Dr. Pro:  Well, really I would call that traumatic glaucoma, which can be caused at any age. We think that what happens is some damage is caused to the drain of the eye. Sometimes the IOP does not creep up until later as the capacity of aqueous outflow declines due to either aging or some further deterioration of the drain. The damage can occur at the time of the injury if the IOP was elevated for a time after the injury, or years later as the IOP began to rise and the damage was not detected because many young patients do not routinely visit an ophthalmologist.


P:  Does your practice have a large population of pediatric patients? Do all the doctors see pediatric patients or only a few?

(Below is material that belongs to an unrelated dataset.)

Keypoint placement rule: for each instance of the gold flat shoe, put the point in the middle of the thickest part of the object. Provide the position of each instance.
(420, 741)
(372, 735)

Dr. Pro:  I do not have a large population; I do see a few and operate on pediatric patients from time to time. Pediatric patients require a particular practice arrangement and may require frequent examinations in the operating room. For this reason it is sometimes handled by pediatric ophthalmologists who are geared to handle children in the office and operating room.


P:  Dr. Pro, I was diagnosed with advanced open angle at 39. My kids are 17 and 19 now. Are there particular ages that they need to be more with concerned than others? Are pressure checks by an optician enough at this point?


Dr. Pro:  I would recommend a comprehensive eye exam for your children now. If everything is fine, they could wait several years between exams. By the age of 35 they should be seen yearly.

 

P:  In general do pediatric eye specialists treat all types of ocular disease including glaucoma?

 

Dr. Pro:  No, they often do not. In fact the majority of pediatric ophthalmologists do not treat glaucoma or retinal disorders.

 

P:  Do you find parents of patients with glaucoma are more stressed than a patient with glaucoma?

 

Dr. Pro:  YES. In fact, you really have to try to give sometimes-difficult news to the parents, who may be in stages of denial. Sometimes they do not process all the information at the first visit and you need to be flexible about giving them enough information without overwhelming them.

 

Eventually the parents become strong advocates for their children and I have found that the best relationship is when a team approach develops between the parents, child and doctor.

 

P:  Do you think the parent’s stress effects the young patient negatively? For example, make the child not want to come to doctor, or be fearful of the doctor, drops, and so on?

 

Dr. Pro:  Sure. A positive attitude on the part of the parents and doctor is much better. After I send the child to play I will speak to the parents about risks of surgery and possible problems.

 

P:  Is it a lot more difficult if the child has a disability such as autism, or Aspergers?


Dr. Pro:  Sure and those patients usually require exams in the operating room at ages where other children can tolerate office visits. The parent may also have a tougher time instilling drops.

 

Moderator: That was our last question, Dr. Pro. Thanks again for your time. Have a good long weekend.


Dr. Pro:  Yes, have a great weekend and I just want to end with a word of encouragement for the parents of children with glaucoma. With this problem everyone goes though some rough patches, from initial diagnosis to surgery (or surgeries), but usually we get to a point where the child can live a normal life.